Corriere della sera
Dopo la richiesta avanzata dalla comunità ebraica a Colonia
Archivi
segreti e Shoah, i passi di Ratzinger
di
Alberto Melloni
Abraham
Lehrer ha chiesto a Benedetto XVI, pellegrino alla sinagoga di
Colonia, l’apertura dell’Archivio Segreto Vaticano sulla Seconda guerra
mondiale. Una istanza tutt’altro che imprevedibile. Non sarebbe stato consono
allo stile antispettacolare di Benedetto XVI accogliere quell’invito su due
piedi; non sarebbe stato coerente con la sua statura intellettuale questionare
sui tempi indispensabili al riordino; ed era impensabile che un anziano papa, già
adolescente nella Germania nazista, rifiutasse, iscrivendosi al club degli
alchimisti ai quali basta diluire la carità cristiana verso gli ebrei
perseguitati nello spessore secolare del disprezzo antisemita per chiudere la
partita. Dunque Benedetto XVI ha messo l’appello nella
valigia per Roma. Con richieste analoghe s’erano misurati anche
i predecessori. Paolo VI aveva risposto quarant’anni fa con un assenso pronto
e condizionato: non aveva fatto accedere agli archivi tutti, ma aveva nominato
una commissione di gesuiti, che aveva selezionato dodici tomi di documenti
stampati negli Actes et documents du St. Siège relatifs à la seconde guerre
mondiale. Una impresa durata anni, che mentre difendeva il Vaticano dalle accuse
di essere stato inerte nella Shoah, rivelava i congegni mentali della «macchina»

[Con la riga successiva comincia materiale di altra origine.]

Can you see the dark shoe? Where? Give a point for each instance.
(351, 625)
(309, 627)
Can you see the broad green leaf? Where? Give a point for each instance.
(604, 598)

di soccorsi e relazioni della neutrale politica pontificia. Dal passo montiniano
(e dalla scelta dei vescovi tedeschi di pubblicare tutto ciò che s’era
salvato dei loro archivi) dipende ancor oggi la migliore storiografia. Ma gli
Actes erano destinati ad aumentare la sete di conoscenza, più che a spegnerla. Giovanni
Paolo II andò più avanti: non solo diede accesso all’archivio
del Sant’Uffizio, portò al 1922 il limite di consultabilità delle carte
vaticane, tenne aperto l’Archivio del Vaticano II, ma tentò anche una
commissione mista ebraico-cattolica per gli archivi della Santa Sede sulla
guerra, rese disponibili le buste sui rapporti fra Vaticano e Reich nel periodo
1922-1939, aprì i dossier sui prigionieri di guerra e fissò un calendario di
massima per l’apertura di tutto il pontificato di Pio XI. Nel frattempo altre
carte sono state rese disponibili per decisione superiore a singoli studiosi,
anche se - è il caso del volume di padre Giovanni Sale su Hitler, la Santa Sede
e gli ebrei - i risultati e il rigore hanno avuto aspre obiezioni. A inizio 2005
papa Wojtyla aveva ripreso in considerazione la questione dell’apertura degli
archivi, anche spinto dall’onda d’una polemica non priva di forzature sul
destino dei bambini ebrei salvati e talora battezzati nei conventi della Francia
occupata. Wojtyla (poco prima di creare una commissione per tutti gli archivi
della Santa Sede, che sembrò una blindatura a chi viveva di furbesche
largizioni) autorizzò una nuova ricognizione delle carte su Pio XII e gli ebrei
chiesta da uno storico italiano. L’indagine, che si fermò
per la scomparsa del pontefice, rischiava comunque di essere un
semplice aggiornamento del metodo montiniano, che non basta più. Oggi la
decisione sugli archivi del 1922-1945 è nelle mani di Benedetto XVI. Egli può
rinviare, che è un modo per non fare: ha affermato il dovere di rammemorare la
Shoah alla nuova generazione, cattolica e non; e potrebbe fermarsi lì. Il Papa
potrebbe invece aprire l’Archivio segreto, affidato a un prefetto stimato e
rigoroso come padre Sergio Pagano, lasciando campo aperto alla ricerca storica.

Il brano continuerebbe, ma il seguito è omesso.